Blood stem cells form the basis of the blood system. They can give rise to any of the various types of cells in the blood, including immune cells. In principle, genetic modification of stem cells could be used to make changes to the immune system, Cheng said.
The hurdle has been to modify only the immune cells, not all of the cells descending from the stem cells -- an idea Cheng called "regulated gene therapy."
"Ideally, we would like to have a gene turn on only in one type of cell (derived from the stem cells), not all of them," he said. "It's a straightforward idea but it has been difficult to do."
Cheng and his colleagues at the Sidney Kimmel Comprehensive Cancer Center at Johns Hopkins in Baltimore created a version of a commonly used experimental gene, linked to a genetic switch so it only would turn on in a type of immune cell known as an antigen-presenting cell.
When the gene is turned on, it produces a protein that glows green under fluorescent light.
The modified gene was transferred into human blood stem cells and injected into mice that were bred so they would not reject the human cells.

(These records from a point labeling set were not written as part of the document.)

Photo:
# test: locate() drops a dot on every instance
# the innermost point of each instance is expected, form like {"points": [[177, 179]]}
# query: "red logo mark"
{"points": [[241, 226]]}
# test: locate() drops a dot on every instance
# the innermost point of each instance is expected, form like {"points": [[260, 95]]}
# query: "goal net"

After 10 weeks, Cheng said, the researchers looked at all the cells descending from the stem cells and found only the APCs showed the green fluorescence.
"This is a green light for regulated gene therapy," Cheng said.

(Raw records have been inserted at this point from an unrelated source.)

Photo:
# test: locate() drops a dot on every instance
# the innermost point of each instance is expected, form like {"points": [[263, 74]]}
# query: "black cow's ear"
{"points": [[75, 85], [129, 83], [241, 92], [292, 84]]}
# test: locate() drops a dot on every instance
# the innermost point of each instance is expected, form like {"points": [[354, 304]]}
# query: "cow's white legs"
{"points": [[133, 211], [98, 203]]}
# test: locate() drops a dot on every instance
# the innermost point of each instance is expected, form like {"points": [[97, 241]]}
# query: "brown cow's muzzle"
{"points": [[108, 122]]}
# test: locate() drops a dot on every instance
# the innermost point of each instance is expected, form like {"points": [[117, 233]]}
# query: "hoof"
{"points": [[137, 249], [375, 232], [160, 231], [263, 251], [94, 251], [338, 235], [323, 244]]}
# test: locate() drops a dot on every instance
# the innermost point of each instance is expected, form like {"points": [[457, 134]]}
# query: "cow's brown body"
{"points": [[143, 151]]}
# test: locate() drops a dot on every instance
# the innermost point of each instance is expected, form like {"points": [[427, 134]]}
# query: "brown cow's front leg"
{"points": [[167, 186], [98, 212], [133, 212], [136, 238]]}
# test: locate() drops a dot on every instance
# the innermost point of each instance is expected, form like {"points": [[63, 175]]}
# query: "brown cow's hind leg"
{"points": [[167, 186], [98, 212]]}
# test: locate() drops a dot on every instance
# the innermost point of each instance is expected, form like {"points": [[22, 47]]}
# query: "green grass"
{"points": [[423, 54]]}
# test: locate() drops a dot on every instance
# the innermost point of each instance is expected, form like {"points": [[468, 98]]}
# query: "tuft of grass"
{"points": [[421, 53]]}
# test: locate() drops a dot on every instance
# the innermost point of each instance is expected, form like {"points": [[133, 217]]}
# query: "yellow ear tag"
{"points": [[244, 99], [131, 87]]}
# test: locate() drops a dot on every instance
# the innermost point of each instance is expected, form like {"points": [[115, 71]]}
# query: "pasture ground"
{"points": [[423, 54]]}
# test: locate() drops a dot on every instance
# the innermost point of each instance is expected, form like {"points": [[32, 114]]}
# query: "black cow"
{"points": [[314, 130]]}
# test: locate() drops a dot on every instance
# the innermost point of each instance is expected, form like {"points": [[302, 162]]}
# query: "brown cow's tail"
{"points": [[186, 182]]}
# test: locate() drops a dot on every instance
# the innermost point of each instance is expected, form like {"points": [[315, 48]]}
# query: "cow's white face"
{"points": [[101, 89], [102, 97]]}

The APCs were chosen as the target, Cheng said, because they play a key role in regulating the immune system. Using the new system, he said, it would be possible to genetically modify the APCs so, for instance, the immune system was less likely to attack a transplanted organ.
The "holy grail" of gene therapy has been to find ways of getting genes into specific tissues, without putting them into others where they're not wanted, said Cynthia Dunbar, a clinical hematologist at the National Heart, Lung and Blood Institute in Bethesda, Md.
Specifically, she said, researchers have been trying for about 15 years to find ways of getting red blood cells to produce more hemoglobin as a treatment for such diseases as sickle cell anemia, while not forcing other blood cells to make the substance.
That hurdle was overcome last year, by French researchers. The Cheng study, she said is "a good confirmation" the same idea can be used in other ways.